Patients seeking certainty in genetic tests often receive a perplexing result. Many learn they carry a "variant of unknown significance" of a disease-linked gene. Such variants might -- or equally might not -- increase disease risk.
A study published in the June issue of the journal Genetics characterized nearly 2000 variants of the breast cancer-associated gene BRCA1, demonstrating the potential of a new approach for sorting out which variants are harmful and which are harmless.
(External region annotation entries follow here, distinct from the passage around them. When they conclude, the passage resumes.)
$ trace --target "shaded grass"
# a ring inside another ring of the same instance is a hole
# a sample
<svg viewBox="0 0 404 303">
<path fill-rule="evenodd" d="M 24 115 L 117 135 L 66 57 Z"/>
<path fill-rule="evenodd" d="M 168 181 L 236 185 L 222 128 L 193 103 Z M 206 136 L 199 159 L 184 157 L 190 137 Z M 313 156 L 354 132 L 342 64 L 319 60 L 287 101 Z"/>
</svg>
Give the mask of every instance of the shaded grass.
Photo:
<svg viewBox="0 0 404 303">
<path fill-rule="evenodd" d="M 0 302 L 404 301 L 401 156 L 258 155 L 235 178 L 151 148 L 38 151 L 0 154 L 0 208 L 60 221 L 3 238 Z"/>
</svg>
Because genetic tests increasingly use more comprehensive multi-gene and whole-genome sequencing methods, it's becoming more common for patients to learn they carry a variant of unknown significance. For example, a 2014 study showed 42% of breast cancer patients who received results from a 25-gene hereditary cancer genetic test carried a variant of unknown significance in one of the scanned genes.
"There's not much you can do with this information, except worry," says lead author Lea Starita of the University of Washington. "We hope to reduce some of the uncertainty by driving forward technologies for efficient functional testing of gene variants."
The team used the BRCA1 gene as a test case for their approach because more is known about the functions and sequence variants of BRCA1 than many other genes associated with disease.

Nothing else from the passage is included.